Preemptive thoracic endovascular aortic repair (TEVAR) has the potential to improve the prognosis of Stanford type B aortic dissection (TBAD), however it is important to determine whether it could be safely performed as a prophylactic treatment. This study aimed to determine the short- and long-term outcomes of preemptive TEVAR for uncomplicated TBAD with a small aortic aneurysm.

Design

Retrospective multicenter analysis.

Methods

We analyzed 212 patients with medically treated uncomplicated subacute TBAD between July 2004 and October 2019 in two Japanese academic centers. The short- and long-term prognosis of patients who underwent preemptive TEVAR and the changes in aortic diameter over time after TEVAR were analyzed.
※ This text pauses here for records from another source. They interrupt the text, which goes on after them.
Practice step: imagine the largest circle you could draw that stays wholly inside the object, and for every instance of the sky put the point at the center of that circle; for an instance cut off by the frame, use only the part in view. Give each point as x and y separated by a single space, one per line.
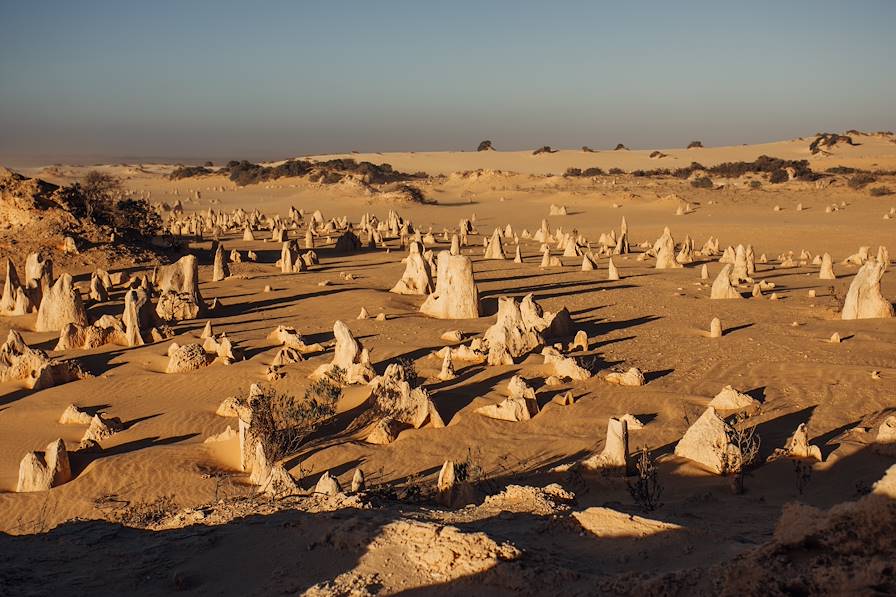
195 80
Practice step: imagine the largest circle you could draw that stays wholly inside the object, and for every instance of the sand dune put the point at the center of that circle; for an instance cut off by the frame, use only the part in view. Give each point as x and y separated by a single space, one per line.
656 320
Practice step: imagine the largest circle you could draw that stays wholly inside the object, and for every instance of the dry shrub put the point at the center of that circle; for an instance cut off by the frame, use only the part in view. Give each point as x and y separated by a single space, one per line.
283 424
646 489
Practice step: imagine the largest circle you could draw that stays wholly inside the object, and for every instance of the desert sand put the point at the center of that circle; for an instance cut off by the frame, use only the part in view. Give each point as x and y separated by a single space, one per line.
163 503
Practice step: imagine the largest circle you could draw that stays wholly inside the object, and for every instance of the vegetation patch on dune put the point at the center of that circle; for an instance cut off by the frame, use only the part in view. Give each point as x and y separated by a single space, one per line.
328 172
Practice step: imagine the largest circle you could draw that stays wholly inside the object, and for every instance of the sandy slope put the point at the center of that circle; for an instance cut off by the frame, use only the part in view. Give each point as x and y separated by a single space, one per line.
650 319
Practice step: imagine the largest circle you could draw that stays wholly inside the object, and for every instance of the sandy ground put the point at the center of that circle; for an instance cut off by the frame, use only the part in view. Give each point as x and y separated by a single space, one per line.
655 320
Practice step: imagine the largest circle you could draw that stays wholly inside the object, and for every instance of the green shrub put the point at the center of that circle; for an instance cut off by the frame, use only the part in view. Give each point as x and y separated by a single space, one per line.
778 176
861 180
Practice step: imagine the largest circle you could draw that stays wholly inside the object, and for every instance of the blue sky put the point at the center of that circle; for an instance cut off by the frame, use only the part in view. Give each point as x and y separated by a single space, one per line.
215 80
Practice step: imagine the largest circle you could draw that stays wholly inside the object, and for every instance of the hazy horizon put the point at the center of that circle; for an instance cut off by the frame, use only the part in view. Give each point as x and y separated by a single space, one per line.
99 81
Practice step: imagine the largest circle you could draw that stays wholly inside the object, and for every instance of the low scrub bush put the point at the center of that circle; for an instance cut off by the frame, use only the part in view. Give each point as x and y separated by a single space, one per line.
861 180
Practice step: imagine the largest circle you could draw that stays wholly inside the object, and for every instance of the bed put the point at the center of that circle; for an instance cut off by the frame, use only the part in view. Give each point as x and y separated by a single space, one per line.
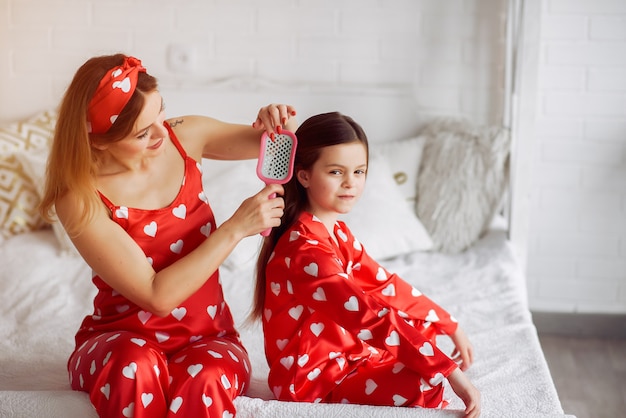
441 184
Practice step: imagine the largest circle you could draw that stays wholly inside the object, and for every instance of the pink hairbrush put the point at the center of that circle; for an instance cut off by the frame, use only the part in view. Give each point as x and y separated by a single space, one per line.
275 164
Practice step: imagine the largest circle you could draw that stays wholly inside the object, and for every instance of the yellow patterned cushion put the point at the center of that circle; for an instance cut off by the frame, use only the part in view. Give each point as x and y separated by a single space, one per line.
18 192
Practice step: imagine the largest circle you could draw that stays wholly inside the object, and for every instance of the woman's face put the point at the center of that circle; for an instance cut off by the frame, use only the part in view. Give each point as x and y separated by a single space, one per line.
336 180
148 134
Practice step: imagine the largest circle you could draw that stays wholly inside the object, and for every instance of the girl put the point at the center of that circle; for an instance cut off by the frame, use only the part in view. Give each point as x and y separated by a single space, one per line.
339 327
126 185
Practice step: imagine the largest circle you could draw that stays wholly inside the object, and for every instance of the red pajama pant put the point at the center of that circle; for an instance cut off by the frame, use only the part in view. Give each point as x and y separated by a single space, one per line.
127 376
385 381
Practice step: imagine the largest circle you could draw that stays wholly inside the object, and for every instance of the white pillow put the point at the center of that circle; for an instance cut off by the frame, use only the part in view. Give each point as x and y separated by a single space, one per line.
34 163
227 184
404 158
381 220
462 180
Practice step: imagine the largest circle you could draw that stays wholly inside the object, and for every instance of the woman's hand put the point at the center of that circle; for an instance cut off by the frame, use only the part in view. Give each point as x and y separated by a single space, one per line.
463 352
274 117
465 390
258 213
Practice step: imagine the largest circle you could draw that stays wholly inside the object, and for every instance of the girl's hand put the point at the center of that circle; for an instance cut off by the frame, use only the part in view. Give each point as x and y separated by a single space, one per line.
273 118
258 213
465 390
463 352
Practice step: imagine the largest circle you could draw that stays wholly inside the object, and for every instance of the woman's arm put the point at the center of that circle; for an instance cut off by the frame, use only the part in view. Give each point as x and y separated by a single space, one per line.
120 262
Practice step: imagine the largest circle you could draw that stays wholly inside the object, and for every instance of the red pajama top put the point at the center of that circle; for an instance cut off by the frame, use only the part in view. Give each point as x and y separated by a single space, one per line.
166 235
329 306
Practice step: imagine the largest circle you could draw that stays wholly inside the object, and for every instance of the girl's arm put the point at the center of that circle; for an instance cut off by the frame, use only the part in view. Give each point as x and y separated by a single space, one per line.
120 262
314 271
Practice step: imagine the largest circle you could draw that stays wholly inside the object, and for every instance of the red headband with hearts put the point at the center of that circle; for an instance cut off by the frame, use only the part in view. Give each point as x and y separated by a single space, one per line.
113 93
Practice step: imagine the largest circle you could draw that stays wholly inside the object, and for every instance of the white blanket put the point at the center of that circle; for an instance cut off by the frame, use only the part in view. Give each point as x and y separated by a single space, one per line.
44 296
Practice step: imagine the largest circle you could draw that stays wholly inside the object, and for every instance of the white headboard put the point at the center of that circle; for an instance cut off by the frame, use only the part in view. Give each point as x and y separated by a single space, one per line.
385 113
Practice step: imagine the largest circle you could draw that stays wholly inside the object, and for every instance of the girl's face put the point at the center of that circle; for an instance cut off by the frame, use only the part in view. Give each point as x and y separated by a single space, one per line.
148 134
336 180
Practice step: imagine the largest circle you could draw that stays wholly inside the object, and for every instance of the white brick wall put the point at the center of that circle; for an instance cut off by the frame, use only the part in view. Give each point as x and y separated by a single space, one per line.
577 253
449 51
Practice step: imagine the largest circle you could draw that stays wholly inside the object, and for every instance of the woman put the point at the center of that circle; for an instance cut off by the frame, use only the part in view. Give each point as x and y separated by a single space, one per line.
338 327
126 185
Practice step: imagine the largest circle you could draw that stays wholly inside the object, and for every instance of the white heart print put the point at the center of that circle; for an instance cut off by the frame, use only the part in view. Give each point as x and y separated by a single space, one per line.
150 229
123 85
432 316
146 399
176 404
303 359
427 349
180 211
390 290
365 334
129 411
194 369
106 390
179 313
352 304
281 344
319 295
393 339
317 328
122 212
177 247
287 362
370 386
313 374
311 269
296 311
130 370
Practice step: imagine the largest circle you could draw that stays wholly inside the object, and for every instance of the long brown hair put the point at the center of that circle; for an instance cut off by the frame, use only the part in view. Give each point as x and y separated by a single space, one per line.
315 133
72 163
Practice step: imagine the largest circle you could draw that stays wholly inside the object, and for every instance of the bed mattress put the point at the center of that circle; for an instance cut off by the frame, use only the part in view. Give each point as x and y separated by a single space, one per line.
44 296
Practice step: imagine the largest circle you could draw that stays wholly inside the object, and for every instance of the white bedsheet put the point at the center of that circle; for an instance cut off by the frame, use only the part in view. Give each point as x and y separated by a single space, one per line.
43 298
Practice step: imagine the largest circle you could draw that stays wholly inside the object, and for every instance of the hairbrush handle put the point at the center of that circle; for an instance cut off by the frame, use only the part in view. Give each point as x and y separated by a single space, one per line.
268 230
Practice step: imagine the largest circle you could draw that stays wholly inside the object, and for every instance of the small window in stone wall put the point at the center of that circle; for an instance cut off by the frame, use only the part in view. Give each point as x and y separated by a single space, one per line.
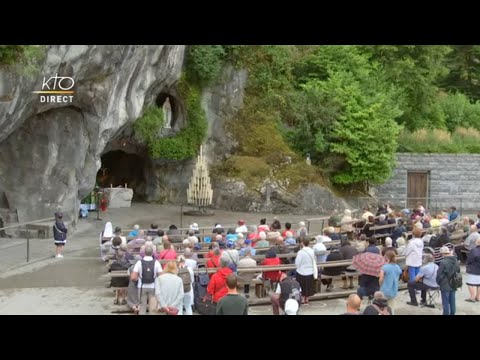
417 188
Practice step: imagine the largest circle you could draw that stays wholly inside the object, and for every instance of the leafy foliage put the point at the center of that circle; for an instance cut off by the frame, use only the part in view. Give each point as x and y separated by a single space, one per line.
24 58
464 76
188 140
440 141
204 63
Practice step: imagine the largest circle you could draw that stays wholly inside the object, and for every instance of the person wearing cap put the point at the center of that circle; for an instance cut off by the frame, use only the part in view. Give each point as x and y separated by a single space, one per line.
247 245
282 293
217 287
289 239
366 213
291 307
246 262
214 258
262 242
153 230
218 229
194 227
288 228
346 222
231 254
119 233
241 226
168 252
263 226
187 296
240 240
59 234
353 305
191 258
379 305
424 280
447 267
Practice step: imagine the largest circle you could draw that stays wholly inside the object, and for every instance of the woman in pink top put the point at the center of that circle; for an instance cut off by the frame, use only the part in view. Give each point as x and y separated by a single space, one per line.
168 253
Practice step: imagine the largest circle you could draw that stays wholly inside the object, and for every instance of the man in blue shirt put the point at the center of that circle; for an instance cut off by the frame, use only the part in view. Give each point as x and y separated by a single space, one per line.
426 279
453 214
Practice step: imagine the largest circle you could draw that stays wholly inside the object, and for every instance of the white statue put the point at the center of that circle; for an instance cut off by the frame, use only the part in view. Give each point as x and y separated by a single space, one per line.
307 160
167 113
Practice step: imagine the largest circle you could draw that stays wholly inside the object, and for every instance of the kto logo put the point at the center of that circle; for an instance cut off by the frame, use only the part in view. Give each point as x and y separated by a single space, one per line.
56 89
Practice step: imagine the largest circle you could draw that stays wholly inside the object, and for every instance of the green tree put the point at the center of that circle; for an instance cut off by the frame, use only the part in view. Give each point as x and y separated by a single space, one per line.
415 70
364 132
464 65
204 63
Aorta-related complications, aortic-related death and postoperative complications were recorded and analyzed. Analysis was performed on an intension-to-treat basis.

Results

During follow-up, patients were divided into two groups: optimal medical treatment [OMT; n = 185 (87%)] and preemptive TEVAR [n = 27 (13%)]. In all cases, aortic enlargement was the reason for therapeutic intervention in the preemptive TEVAR group. Propensity score matching yielded a cohort of 27 control patients with OMT (group A) and 27 patients who underwent preemptive TEVAR (group B). Preoperative characteristics were similar between groups. In group B, only one patient developed type A dissection at a late stage and died from aortic rupture. Freedom from aortic-related death at 1/5/10 years was 100%/92%/92% in group B. Overall growth (mm/year) of max aorta was significantly smaller in the TEVAR group than in the control group (−3.7 ± 2.9 vs. 0.4 ± 5.6, p < 0.01), and the diameter of the false lumen was reduced (−8 ± 4.8 vs. −1.3 ± 8.0, p < 0.001).

Conclusions

Short- and long-term outcomes of TEVAR for uncomplicated TBAD with a small aortic aneurysm were excellent, with few postoperative complications. After TEVAR, aortic remodeling was observed in the short term, suggesting that it may contribute to the prevention of aortic-related death due to rupture.